About 40 people have joined an e-mail forum since its launch earlier this month to consider ways to utilize the building the museum is currently using and the other areas in the park that are being vacated.
“The relocation of the museum takes away the core spirit of the expo park,” said Katsuya Yamaguchi, a member of the Suita Municipal Assembly and one of the mailing-list organizers.
The 1970 Expo Osaka, commonly remembered as Banpaku, impressed many Japanese as a huge showcase of advanced technology and foreign cultures. During its six-month run it attracted more than 64 million visitors, a record for any exposition held in Japan.

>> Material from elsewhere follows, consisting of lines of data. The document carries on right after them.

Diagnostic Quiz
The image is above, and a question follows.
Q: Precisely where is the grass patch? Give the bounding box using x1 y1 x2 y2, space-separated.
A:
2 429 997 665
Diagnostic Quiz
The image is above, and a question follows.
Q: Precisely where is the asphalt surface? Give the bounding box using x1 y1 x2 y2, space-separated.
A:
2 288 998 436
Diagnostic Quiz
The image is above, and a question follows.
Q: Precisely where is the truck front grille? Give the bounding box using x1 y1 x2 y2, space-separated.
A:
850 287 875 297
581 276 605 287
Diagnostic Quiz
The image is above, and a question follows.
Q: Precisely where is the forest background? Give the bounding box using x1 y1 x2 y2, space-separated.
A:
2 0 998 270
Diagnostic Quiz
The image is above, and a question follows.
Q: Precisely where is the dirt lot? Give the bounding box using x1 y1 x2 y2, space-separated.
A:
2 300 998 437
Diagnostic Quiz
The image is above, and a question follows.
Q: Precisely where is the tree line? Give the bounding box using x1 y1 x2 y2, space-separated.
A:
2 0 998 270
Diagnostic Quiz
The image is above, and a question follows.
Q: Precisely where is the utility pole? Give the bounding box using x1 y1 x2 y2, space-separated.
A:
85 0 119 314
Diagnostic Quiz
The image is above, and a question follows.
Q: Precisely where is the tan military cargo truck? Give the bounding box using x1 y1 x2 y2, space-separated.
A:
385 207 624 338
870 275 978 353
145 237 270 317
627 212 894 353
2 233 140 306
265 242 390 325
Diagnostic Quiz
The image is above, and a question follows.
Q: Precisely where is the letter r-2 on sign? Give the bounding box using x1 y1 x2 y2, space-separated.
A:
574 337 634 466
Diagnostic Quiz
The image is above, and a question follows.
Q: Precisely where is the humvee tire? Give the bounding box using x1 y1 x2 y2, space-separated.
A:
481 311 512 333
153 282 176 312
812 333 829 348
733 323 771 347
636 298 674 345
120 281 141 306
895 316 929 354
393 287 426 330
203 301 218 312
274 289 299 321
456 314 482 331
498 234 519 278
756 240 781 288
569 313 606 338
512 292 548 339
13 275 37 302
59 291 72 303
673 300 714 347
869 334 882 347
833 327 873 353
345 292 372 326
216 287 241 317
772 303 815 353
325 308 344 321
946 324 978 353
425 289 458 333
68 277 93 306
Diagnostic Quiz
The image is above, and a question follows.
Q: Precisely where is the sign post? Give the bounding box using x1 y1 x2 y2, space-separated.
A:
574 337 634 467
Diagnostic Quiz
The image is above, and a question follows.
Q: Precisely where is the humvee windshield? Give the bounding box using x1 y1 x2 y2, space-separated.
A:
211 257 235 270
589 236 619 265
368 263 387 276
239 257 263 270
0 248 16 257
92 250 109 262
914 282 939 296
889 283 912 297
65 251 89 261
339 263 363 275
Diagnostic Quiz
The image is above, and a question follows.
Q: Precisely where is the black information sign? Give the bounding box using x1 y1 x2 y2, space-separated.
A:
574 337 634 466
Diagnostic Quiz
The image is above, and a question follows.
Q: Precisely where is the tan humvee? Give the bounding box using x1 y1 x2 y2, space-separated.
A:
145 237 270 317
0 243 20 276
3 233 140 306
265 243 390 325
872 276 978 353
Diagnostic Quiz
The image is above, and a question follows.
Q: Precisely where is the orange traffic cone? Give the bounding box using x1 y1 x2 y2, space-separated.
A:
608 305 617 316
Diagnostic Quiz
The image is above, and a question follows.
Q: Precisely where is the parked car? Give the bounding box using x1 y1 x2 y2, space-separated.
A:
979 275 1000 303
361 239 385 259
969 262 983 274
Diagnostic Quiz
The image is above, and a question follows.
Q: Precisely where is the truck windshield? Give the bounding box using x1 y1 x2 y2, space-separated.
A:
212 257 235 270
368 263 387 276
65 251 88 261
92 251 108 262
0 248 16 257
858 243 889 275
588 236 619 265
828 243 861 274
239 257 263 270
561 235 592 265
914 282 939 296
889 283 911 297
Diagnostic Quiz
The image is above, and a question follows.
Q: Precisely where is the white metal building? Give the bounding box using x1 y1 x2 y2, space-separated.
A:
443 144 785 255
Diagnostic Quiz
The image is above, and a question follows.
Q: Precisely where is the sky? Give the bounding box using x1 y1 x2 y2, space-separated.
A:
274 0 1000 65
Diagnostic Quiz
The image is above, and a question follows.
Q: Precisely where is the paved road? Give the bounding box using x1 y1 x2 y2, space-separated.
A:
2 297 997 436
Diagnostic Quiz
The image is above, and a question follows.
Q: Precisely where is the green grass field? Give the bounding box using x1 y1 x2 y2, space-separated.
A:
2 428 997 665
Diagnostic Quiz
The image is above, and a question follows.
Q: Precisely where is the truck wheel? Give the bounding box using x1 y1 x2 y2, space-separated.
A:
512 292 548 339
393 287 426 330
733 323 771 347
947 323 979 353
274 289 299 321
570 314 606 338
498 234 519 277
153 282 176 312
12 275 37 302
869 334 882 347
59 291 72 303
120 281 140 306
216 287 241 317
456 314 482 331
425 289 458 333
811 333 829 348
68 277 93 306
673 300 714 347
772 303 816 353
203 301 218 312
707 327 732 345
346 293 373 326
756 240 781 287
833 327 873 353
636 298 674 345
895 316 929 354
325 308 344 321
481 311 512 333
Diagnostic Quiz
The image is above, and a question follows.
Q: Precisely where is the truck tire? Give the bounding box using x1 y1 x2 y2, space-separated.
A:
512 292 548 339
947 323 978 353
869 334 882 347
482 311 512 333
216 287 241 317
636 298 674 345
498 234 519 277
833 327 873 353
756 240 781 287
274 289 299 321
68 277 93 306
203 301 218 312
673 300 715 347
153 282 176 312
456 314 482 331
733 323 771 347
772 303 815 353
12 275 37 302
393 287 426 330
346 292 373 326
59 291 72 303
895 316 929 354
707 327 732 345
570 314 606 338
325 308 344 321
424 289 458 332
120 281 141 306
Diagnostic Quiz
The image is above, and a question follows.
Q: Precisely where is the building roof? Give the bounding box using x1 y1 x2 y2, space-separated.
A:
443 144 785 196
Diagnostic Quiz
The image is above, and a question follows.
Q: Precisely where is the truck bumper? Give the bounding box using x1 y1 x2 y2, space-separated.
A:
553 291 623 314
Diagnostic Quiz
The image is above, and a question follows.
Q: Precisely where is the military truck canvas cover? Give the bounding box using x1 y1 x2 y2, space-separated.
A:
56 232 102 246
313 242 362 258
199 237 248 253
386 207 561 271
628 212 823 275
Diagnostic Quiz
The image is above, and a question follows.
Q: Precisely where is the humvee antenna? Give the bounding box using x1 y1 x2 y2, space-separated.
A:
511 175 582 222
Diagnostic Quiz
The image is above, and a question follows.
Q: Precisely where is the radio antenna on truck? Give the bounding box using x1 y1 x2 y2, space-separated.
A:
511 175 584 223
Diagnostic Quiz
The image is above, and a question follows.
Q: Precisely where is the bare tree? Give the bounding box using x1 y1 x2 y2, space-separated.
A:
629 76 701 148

Now, after 32 years, the 2.6 million-sq.-meter park, including amusement facilities, is losing its key structures.
The Tower of the Sun, designed by the late artist Taro Okamoto, will remain the main symbol of the expo, but Expo Tower will be torn down by next spring. Demolition work began earlier this month.
The Tower of the Sun, which represents the origin of life, is widely loved by locals, but Expo Tower, representing advanced science technology, was not as popular, said Shinya Hashizume, an associate professor at Osaka City University. Hashizume, who visited the expo more than 10 times while in elementary school, is one of the organizers of the mailing list.
According to the Commemorative Association for the Japan World Exposition, which runs the park, Expo Tower is being dismantled simply because it is old and dangerous to leave as is.
The four-story building with a tilted glass roof was initially the Expo Museum but since 1977 has housed the National Museum of Art. That museum will be relocated to central Osaka in 2004, as the current structure is aging and has limited storage space.
Yamaguchi said the park’s cultural zone, including the museum, represents the expo’s “harmony” theme in the best possible way. The zone also includes the National Museum of Ethnology.
No plan to utilize either the building or the space has been put forward by local governments or by the commemorative association. The building will probably be demolished and the land left empty or turned into a parking lot.
Hashizume lamented that there has been no protest over the museum relocation. “In Kyoto or Tokyo, there could have been such an argument,” he said. “There was no such voice (here).”
The forum organizers plan to present ideas to the national and local governments by the end of the year on how to use the site.
“If nothing comes out of the discussions, we can do no more,” Hashizume said. “In that case, when the building is torn down, I will come and collect some of the rubble.”